The EU Arms Embargo and Human Rights 
------------------------------------ 
 
7.  (C) Irish newspapers reported Prime Minister Ahern as 
saying that the lifting of the EU arms embargo against China 
was inevitable and that Ireland was aware of China's desire 
to end the embargo as a matter of respect and equal 
treatment.  Cliona Manahan, DFA's Political Division 
Counselor for Asia and a participant in the Prime Minister's 
discussions with Premier Wen Jiabao on the arms embargo, told 
econoff that media reports had not reflected the balance in 
Ahern's comments.  Ahern, she recalled, had told Wen that 
"there was still work to be done on the embargo issue," both 
in terms of the Chinese delivering on human rights and the EU 
finalizing an acceptable Code of Conduct.  Manahan said the 
discussions had strengthened her earlier impression that 
larger EU Member States had complicated the issue by making 
promises to the Chinese Government about the embargo.  She 
remarked that Ireland knew the implications that the arms 
embargo posed for U.S.-EU relations; China also understood 
the agitation that the issue had created among East Asian 
neighbors.  She added that Ireland had no intention of 
selling weapons to China even if the ban were lifted, 
consistent with Ireland's position against arms trading in 
general. 
 
8.  (C) Manahan also disagreed with media comments, including 
by the local Amnesty International office, that Ahern had 
soft-pedaled human rights in order to secure contracts for 
delegation members.  (The comments were prompted by an Irish 
Times report that Ahern had said Ireland could not take a 
stronger line with China on human rights than had been taken 
by larger EU Member States.)  Manahan pointed out that 
journalists had not been privy to the discussions on human 
rights, which, she added, were free-flowing, forthright, and 
focused on individual cases.  She noted that the discussions 
had benefited from the fact that the Irish government 
officials involved were well known to their Chinese 
counterparts, with Ireland having led the EU-China Human 
Rights Dialogue as EU president in 2004.  According to 
Manahan, the Irish side had been clear about the drift in 
China's commitment to deliver on human rights, and Ahern had 
asked his interlocutors to expend more energy on this front. 

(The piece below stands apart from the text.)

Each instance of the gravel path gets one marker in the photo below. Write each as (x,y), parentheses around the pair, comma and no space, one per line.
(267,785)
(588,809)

She remarked that the EU-China Human Rights Dialogue, now in 
its eleventh year, remained the best tool for Member States 
to convey their collective concerns to Beijing. 
 
Comment: Ireland's Opaqueness on China and Human Rights 
--------------------------------------------- ---------- 
 
9.  (C) Manahan's read-out notwithstanding, the Irish DFA has 
been cagey with Post in past conversations as to Ireland's 
exact position on the lifting of the EU arms embargo.  For 
example, although DFA officials have noted the need for an 
acceptable Code of Conduct and for Chinese progress on human 
rights, they have consistently avoided our direct questions 
on whether Ireland opposed lifting the ban in the current 
circumstances.  Similarly, econoff asked Manahan several 
times about the accuracy of reports that Ahern had used the 
word "inevitable" in discussions on lifting the ban, but she 
repeatedly deflected the question.  We continue to doubt that 
Ireland would be prepared to fight EU consensus on the ban's 
removal, just as we suspect that Ahern was unwilling to 
jeopardize the success of Ireland's largest ever trade 
mission with pointed messages on human rights.  The 
broad-based trade, diplomatic, education, and cultural links 
that the trade mission helped to advance, however, should 
give more weight to whatever future messages the Irish 
leadership might deliver to Beijing on human rights.